Astray 3

I saw the Italian man again in Julian’s church the other day. His beard had gone grey. I approached him after mass. He didn’t remember me from when he was in his bliss. Giuliano was his name. I know, he said, that’s why she called me. We went for tea in a café round the corner. He was timid now, worn. He told me he’d gone back to Italy after that first visit, but still felt drawn to Norwich, and had moved over to work as a carer. He talked about his shifts, the elderly people on his ward, the broken boiler in the flat he was renting. The first time I come here I stay all the day in the cell, he said. Now is different. Now I work. I have people to wash, to dress. Old people. I am tired. I still go to the church but now I don’t have so much time. I pray when I work. For me is difficult. He took a folded service sheet from his pocket, smoothed it on the table and put his finger under a baptism notice. On Sunday I am godfather in the Cathedral for my friend, he said. You can come.

I did. We met by the west door and went in together. We sat near the aisle. After the sermon the verger led the parents, godfather and priest down to the font. Giuliano walked with them, solemn, and the congregation turned to watch. The baby in a white frilly dress stared up at the high ceiling. She made a small noise. The mother adjusted her bonnet. The priest spoke and asked questions of the parents and godfather, who answered for her. We all wander far from God and lose our way. Do you turn away from sin? I do. Do you reject evil? I do. Water was poured over the little one’s head, the sign of the cross traced on her forehead in oil – on a face that couldn’t focus. She was being drawn into a story she knew nothing about.

We took Communion, then gathered outside. The family invited me to their house, but I declined and walked to the Boar’s Head. It was almost empty. I took a stool at the bar and ordered a pint.

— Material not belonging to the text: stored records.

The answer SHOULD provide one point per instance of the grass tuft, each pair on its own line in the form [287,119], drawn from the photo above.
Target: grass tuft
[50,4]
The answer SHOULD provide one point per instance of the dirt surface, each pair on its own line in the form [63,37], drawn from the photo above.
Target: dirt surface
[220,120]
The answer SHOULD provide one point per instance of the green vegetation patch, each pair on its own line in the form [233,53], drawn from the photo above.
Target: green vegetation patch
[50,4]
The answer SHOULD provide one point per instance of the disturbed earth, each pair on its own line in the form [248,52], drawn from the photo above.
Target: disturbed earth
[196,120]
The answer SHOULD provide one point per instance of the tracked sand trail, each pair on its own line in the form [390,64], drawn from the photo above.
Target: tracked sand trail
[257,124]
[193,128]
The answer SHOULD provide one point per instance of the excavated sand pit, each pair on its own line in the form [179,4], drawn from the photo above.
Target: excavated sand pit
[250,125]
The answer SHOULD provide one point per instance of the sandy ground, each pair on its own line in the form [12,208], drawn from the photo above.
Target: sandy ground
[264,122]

I got that uneasy Sunday afternoon feeling: I should be doing something productive, like sending job applications. The service sheet was still in my pocket. I put it on the bar and set my glass on it without thinking. I worried about the child, who now too was signed up to promises none of us could keep.

A couple of the regulars came in. One had just got divorced. I commiserated and bought him a drink. We bought each other drinks. Others turned up. We all drank, turned on our stools, laughed, went outside to smoke, came back. The chat turned silly. I had a squabble with an atheist who spotted the service sheet. I made one of those sudden half-cut decisions, went home, ate and slept. When I woke up it was dark and my head was woolly. The day had started out so beautifully, in good faith.

*

The next morning, with no work, I went to Communion at Julian’s. There were four other regulars. Let us confess our sins in penitence and faith… I haven’t turned away from sin, I thought, I turn to it, the Enemy whispers in my ear every day. Forgive us all that is past and grant that we may serve you in newness of life… We gave each other the peace, took the Eucharist, and went our ways. On the walk home the empty mood came over me again, the one in which nothing seems to matter and you might as well do what you want. The cars, shops and people were distant, as if behind glass. I looked into the Boar’s Head, but it was closed, thankfully. I paused, sat on an empty beer keg and rolled a cigarette. This mood, I thought – this void – is also a space something else might pass through, if I can hold it open.

*

Ah, then let me talk to you for a while, Lord. Mend the years of damage I’ve done to the parts of me that can still hear you. Clean the soul I make daily efforts to soil. I ask this while most of me resists it. Left to myself I lead myself astray.

The words we repeat in your places are very old. We try to make them new by saying them again. But I can’t sit and wait for the length it takes. The mood comes and I escape from you, back to the streets, the pub. Hidden God, who knows me better than I know myself, help me get under things to where you live. Let me start over.